The problem is the filename is much longer than what the user will submit. They will only submit a voyage number that looks like this:
222INE
Whereas the filename will look like this:
CMDU-YMUNICORN-222INE-23082016.txt
So I need PHP to be able to look into the directory, find the file that has the matching voyage number, and confirm it's existence (I really need to be able to download said file, but that'll be for a different question if I can't figure that out).
Anyway, so here is the PHP process that takes a posted variable:
<?php
if($_POST['voyage'] == true)
{
$voyage = mysqli_real_escape_string($dbc, $_POST['voyage']);
$files = glob("backup/................."); // <-this is where the voyage will go
// it should look like this
// $files = glob("backup/xxxx-xxxxxxxx-222INE-xxxx.txt");
if(count($files) > 0)
{
foreach($files as $file)
{
$info = pathinfo($file);
echo "File found: " . $info["name"];
}
}
else
{
echo "File doesn't exist";
}
}
?>
The filename will always begin with CMDU. The second part may vary. Then the voyage number. The the date, followed by txt.
回答1:
Ok, first, you must do a directory listing
<?php
if($_POST['voyage'] == true)
{
$voyage = $_POST['voyage']; //in this case is not important to escape
$files = scandir("backup"); // <-this is where the voyage will go ***HERE YOU USE DIR LISTING***
unset($files[0], $files[1]) // remove ".." and ".";
if(count($files) > 0)
{
$fileFound = false;
foreach($files as $file)
{
if((preg_match("/$voyage/", $file) === 1)){
echo "File found: $file \n";
$fileFound = true;
}
}
if(!$fileFound) die("File $voyage doesn't exist"); // after loop ends, if no file print "no File"
}
else
{
echo "No files in backup folder"; //if count === 0 means no files in folder
}
}
?>
回答2:
You may use the scandir function.
It will return an array of files inside a directory.

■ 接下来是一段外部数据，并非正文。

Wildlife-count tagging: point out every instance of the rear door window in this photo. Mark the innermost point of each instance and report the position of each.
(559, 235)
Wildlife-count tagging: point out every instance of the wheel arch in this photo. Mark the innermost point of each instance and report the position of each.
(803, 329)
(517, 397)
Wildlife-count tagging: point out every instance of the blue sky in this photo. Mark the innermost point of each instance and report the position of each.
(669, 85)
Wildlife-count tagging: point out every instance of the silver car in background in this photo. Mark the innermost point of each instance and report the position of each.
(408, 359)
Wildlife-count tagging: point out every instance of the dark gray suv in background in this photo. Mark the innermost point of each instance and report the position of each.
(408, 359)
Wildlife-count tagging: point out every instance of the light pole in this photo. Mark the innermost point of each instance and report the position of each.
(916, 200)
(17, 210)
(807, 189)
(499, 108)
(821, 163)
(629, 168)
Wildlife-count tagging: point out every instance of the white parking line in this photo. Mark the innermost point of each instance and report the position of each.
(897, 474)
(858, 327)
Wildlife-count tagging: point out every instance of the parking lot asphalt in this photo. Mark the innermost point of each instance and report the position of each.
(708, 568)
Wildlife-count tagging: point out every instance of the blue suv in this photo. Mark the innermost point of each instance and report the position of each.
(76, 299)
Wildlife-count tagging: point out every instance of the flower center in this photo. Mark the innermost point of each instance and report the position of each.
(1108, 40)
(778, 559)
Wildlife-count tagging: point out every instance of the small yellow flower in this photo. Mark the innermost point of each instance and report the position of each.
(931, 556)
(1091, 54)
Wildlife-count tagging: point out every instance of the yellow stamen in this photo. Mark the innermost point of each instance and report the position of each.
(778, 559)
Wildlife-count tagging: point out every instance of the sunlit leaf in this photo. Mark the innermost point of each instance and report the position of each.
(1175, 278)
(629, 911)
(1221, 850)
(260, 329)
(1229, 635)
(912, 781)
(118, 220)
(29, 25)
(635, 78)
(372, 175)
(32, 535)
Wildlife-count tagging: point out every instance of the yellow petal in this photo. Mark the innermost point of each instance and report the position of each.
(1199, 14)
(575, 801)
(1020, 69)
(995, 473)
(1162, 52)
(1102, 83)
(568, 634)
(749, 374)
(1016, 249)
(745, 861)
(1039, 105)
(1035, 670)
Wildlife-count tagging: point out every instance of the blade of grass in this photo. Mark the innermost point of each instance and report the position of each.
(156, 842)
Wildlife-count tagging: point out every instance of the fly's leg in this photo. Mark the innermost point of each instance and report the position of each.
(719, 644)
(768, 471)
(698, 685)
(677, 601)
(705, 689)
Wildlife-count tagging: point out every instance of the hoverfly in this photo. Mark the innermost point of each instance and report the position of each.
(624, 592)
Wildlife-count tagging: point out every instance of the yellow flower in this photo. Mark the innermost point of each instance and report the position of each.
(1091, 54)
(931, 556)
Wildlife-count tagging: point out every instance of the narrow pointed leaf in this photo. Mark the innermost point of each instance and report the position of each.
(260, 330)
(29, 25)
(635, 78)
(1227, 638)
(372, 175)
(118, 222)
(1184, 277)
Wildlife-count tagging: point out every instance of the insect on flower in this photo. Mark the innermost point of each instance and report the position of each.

So, you can do something like this:
$dir = "backup/";
$files = scandir( $dir );
$myFile = null;
foreach( $files as $each ) {
if(preg_match(/*some magic here*/, $each)) {
$myFile = $dir . $each;
}
return $myFile;
I know this code may have some errors, but I would try something like this.
回答3:
I'd use the scandir function to get a list of files in the backup directory and filter it down to the appropriate file.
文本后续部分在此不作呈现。